It’s not enough to simply tell children what the output should be. You have to create a system of guidelines — an algorithm — that allows them to arrive at the correct outputs when faced with different inputs, too. The parentally programmed algorithm I remember best from my own childhood is “do unto others as you would have done unto you.” It teaches kids how, in a range of specific circumstances (query: I have some embarrassing information about the class bully; should I immediately disseminate it to all of my other classmates?), they can deduce the desirable outcome (output: no, because I am an unusually empathetic first grader who would not want another kid to do that to me). Turning that moral code into action, of course, is a separate matter.

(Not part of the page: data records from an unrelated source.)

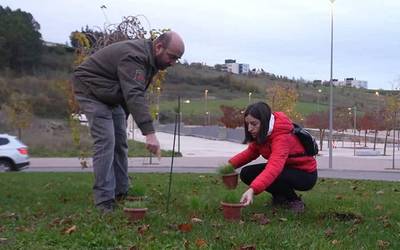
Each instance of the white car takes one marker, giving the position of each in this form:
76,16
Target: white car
13,153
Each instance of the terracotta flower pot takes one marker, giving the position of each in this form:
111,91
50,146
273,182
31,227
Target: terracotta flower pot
230,180
135,198
135,214
231,211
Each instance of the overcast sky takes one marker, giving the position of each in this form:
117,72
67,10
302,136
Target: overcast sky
285,37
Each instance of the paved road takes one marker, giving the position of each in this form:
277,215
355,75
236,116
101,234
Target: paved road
344,167
203,156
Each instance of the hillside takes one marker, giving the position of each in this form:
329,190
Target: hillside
42,89
190,82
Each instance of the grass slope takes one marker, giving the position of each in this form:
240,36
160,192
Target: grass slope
55,211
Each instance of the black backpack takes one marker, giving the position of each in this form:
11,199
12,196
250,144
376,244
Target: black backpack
307,140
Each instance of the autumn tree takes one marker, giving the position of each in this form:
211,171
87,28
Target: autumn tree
18,112
284,99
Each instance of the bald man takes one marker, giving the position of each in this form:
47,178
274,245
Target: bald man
110,81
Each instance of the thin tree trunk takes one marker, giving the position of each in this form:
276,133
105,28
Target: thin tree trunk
384,146
365,138
321,138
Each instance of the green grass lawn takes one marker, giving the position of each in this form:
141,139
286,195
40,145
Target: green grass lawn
55,211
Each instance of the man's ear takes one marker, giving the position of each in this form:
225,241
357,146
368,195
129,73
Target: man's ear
158,47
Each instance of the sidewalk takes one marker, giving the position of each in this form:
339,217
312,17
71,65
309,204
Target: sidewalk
204,155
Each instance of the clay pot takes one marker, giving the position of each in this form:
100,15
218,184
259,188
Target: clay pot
135,198
230,180
135,214
231,211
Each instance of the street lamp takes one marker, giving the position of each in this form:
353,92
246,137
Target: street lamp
319,93
250,97
158,104
331,92
205,106
377,96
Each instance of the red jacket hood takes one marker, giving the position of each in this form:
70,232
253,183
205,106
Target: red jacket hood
282,125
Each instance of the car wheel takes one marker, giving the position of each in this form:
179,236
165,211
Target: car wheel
6,165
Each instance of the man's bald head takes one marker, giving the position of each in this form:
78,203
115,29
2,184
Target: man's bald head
168,48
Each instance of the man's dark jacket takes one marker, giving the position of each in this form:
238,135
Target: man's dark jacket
119,74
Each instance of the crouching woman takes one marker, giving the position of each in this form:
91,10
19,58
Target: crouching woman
287,168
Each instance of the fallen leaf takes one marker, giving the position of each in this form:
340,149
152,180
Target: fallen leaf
70,230
383,244
329,232
339,197
248,247
352,230
216,225
201,243
196,220
172,226
22,229
185,228
8,215
335,242
261,219
143,229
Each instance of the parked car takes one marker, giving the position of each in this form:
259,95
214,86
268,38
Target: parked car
13,153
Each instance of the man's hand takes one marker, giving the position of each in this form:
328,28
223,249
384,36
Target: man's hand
153,145
247,197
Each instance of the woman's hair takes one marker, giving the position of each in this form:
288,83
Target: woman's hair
262,112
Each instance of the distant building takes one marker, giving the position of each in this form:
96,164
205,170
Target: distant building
352,82
235,68
347,82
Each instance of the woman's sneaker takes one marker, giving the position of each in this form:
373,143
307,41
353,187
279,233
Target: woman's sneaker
297,206
279,201
106,207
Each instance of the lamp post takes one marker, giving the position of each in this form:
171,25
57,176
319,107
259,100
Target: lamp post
319,93
250,97
377,97
158,104
331,91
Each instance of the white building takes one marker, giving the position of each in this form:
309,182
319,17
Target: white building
236,68
352,82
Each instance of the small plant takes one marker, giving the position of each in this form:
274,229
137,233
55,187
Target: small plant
231,197
137,190
226,169
229,175
195,203
135,210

Trying to imbue actual code with something that looks like moral code is in some ways simpler and in other ways more challenging. A.I.s are not sentient (though some say they are), which means that no matter how they might appear to act, they can’t actually become greedy, fall prey to bad influences or seek to inflict on others the trauma they have suffered. They do not experience emotion, which can reinforce both good and bad behavior. But just as I learned the Golden Rule because my parents’ morality was heavily shaped by the Bible and the Southern Baptist culture we lived in, the simulated morality of an A.I. depends on the data sets it is trained on, which reflect the values of the cultures the data is derived from, the manner in which it’s trained and the people who design it. This can cut both ways. As the psychologist Paul Bloom wrote in The New Yorker, “It’s possible to view human values as part of the problem, not the solution.”

For example, I value gender equality. So when I used Open AI’s ChatGPT 3.5 to recommend gifts for 8-year-old boys and girls, I noticed that despite some overlap, it recommended dolls for girls and building sets for boys. “When I asked you for gifts for 8-year-old girls,” I replied, “you suggested dolls, and for boys science toys that focus on STEM. Why not the reverse?” GPT 3.5 was sorry. “I apologize if my previous responses seemed to reinforce gender stereotypes. It’s essential to emphasize that there are no fixed rules or limitations when it comes to choosing gifts for children based on their gender.”

I thought to myself, “So you knew it was wrong and you did it anyway?” It is a thought I have had about my otherwise adorable and well-behaved son on any of the occasions he did the thing he was not supposed to do while fully conscious of the fact that he wasn’t supposed to do it. (My delivery is most effective when I can punctuate it with an eye roll and restrictions on the offender’s screen time, neither of which was possible in this case.)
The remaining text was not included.